Politics – this period represents a major test of Europe’s leadership - will the politicians come up with a strategy of how to keep the EU united and on a path to prosperity, or will they wander aimlessly in arguments and fail to lead, thus giving in to centrifugal forces represented by the extremist, nationalistic movements?; public administration will be busy negotiating British exit and hence predisposed to inertia on other important fronts;

Economic effects – Some economic activity (e.g., in the financial sector) will move from Britain to the Continent, but there will also be a decline in investment in Europe due to increased uncertainty about whether the EU will survive and in what form; reduced trade with the UK will have some negative effect on the EU; If the EU were to fall apart, much would depend on whether this would be orderly (keeping the free trade zone and common labor market) or disorderly, resulting in trade protectionism and restrictions on labor mobility.

Czech Republic

Politics – a big question if CZ will start playing a more active role in Europe with the aim of keeping it together, or, in a case of unravelling, making the disintegration orderly so CZ can keep as much of the economic benefits of EU, and military benefits of NATO, as possible – in other words, this is about whether the Czech leaders can fight effectively for national interest!; This may require not only more active and effective approach within the country, but also in terms of coalition-building within the EU. An important aspect will be to prevent the founding 6 members of the EU to predetermine the outcome for all 27 members (there are signs that this is what is already happening). It is not at all clear that the current CZ leadership, or leadership of the CZ opposition parties, is capable of doing this.

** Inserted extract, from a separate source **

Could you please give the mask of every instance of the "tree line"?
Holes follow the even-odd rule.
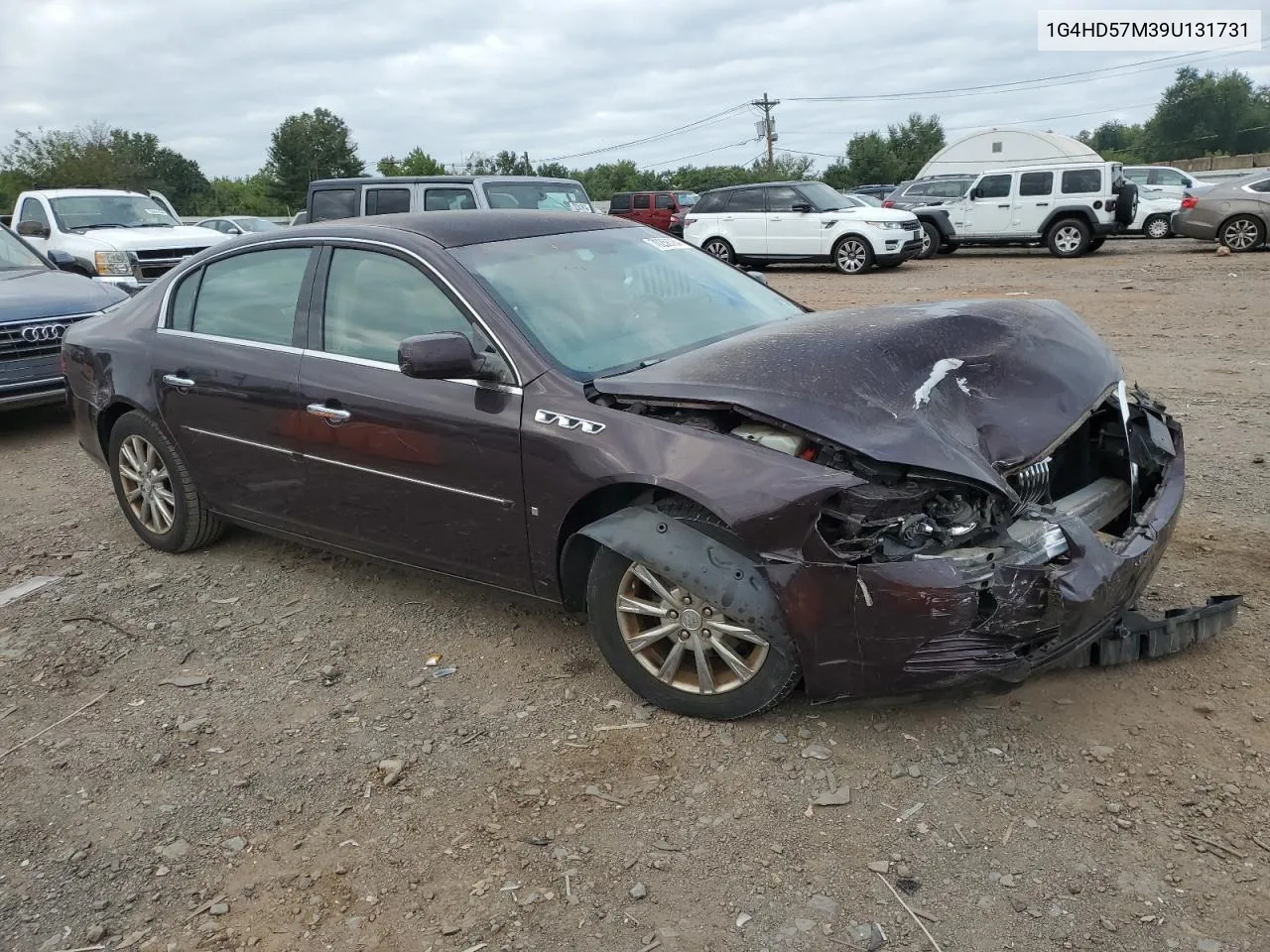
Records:
[[[1255,86],[1243,72],[1177,71],[1144,123],[1106,122],[1077,138],[1109,161],[1168,161],[1182,155],[1242,155],[1270,151],[1270,86]],[[401,159],[380,159],[380,175],[551,175],[582,182],[592,198],[615,192],[683,189],[785,179],[822,179],[847,189],[869,183],[899,183],[945,145],[937,116],[913,113],[885,131],[857,133],[841,157],[818,169],[814,160],[779,150],[748,165],[681,165],[641,169],[631,160],[572,169],[561,162],[533,164],[518,150],[475,154],[446,165],[422,146]],[[328,109],[288,116],[273,131],[264,166],[241,178],[208,179],[193,159],[164,146],[150,132],[102,123],[70,131],[18,131],[0,151],[0,209],[13,207],[29,188],[99,187],[157,189],[183,215],[288,216],[305,204],[314,179],[367,174],[348,123]]]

Economic aspects – Economic welfare (living standards) of CZ rise and fall with those of the EU and Germany in particular. If the economic effect of Brexit on the EU as a whole were to be small, CZ would not feel a major negative effect. However, if a disorderly disintegration were to occur, the effect on CZ would be huge because it is a very open economy. In the latter case, the key would be to maintain a common market (and actually, if possible, a currency union) with Germany.


There are and will be major gyrations in the financial markets until things clear up; depending on the resolution of the Brexit crisis, there may be negative spillovers on economic growth worldwide.

The negative scenario, given that the current EU still constitutes over 20% of the world production, would lead to a reduction in investment and consumption on the expectation of global economic slowdown. This could generate another global recession.